A Ternary Gamma Semiring Framework for Solving Multi-Objective Network Optimization Problems

Abstract: Classical shortest-path methods rely on binary tropical semirings $(\min,+)$, whose dyadic structure limits them to pairwise cost interactions. However, many real-world systems, including logistics, supply chains, communication networks, and reliability-aware infrastructures, exhibit inherently ternary dependencies among cost, time, and risk that cannot be decomposed into pairwise components. This paper introduces the \emph{Ternary Tropical Gamma Semiring} (TTGS), a $Γ$-indexed algebraic structure that generalizes tropical semirings by replacing binary additive composition with a non-separable ternary operator.
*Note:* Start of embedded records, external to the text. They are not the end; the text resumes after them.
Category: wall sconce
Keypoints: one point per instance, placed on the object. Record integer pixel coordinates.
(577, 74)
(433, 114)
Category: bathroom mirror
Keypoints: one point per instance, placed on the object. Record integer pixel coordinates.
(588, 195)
We establish the axioms of TTGS, prove associativity, distributivity, and monotonicity, and show that TTGS forms a well-structured foundation for multi-parameter optimization. Building on this framework, we develop TTGS-Pathfinder, a ternary analogue of the Bellman--Ford algorithm. We derive its dynamic-programming recurrence, prove correctness through an invariant-based argument, analyze convergence under the TTGS order, and obtain an $O(n^2 m)$ complexity bound. Applications demonstrate that TTGS naturally models systems whose behaviour depends on triadic cost interactions, offering a principled alternative to binary tropical, vector, or scalarized multi-objective methods.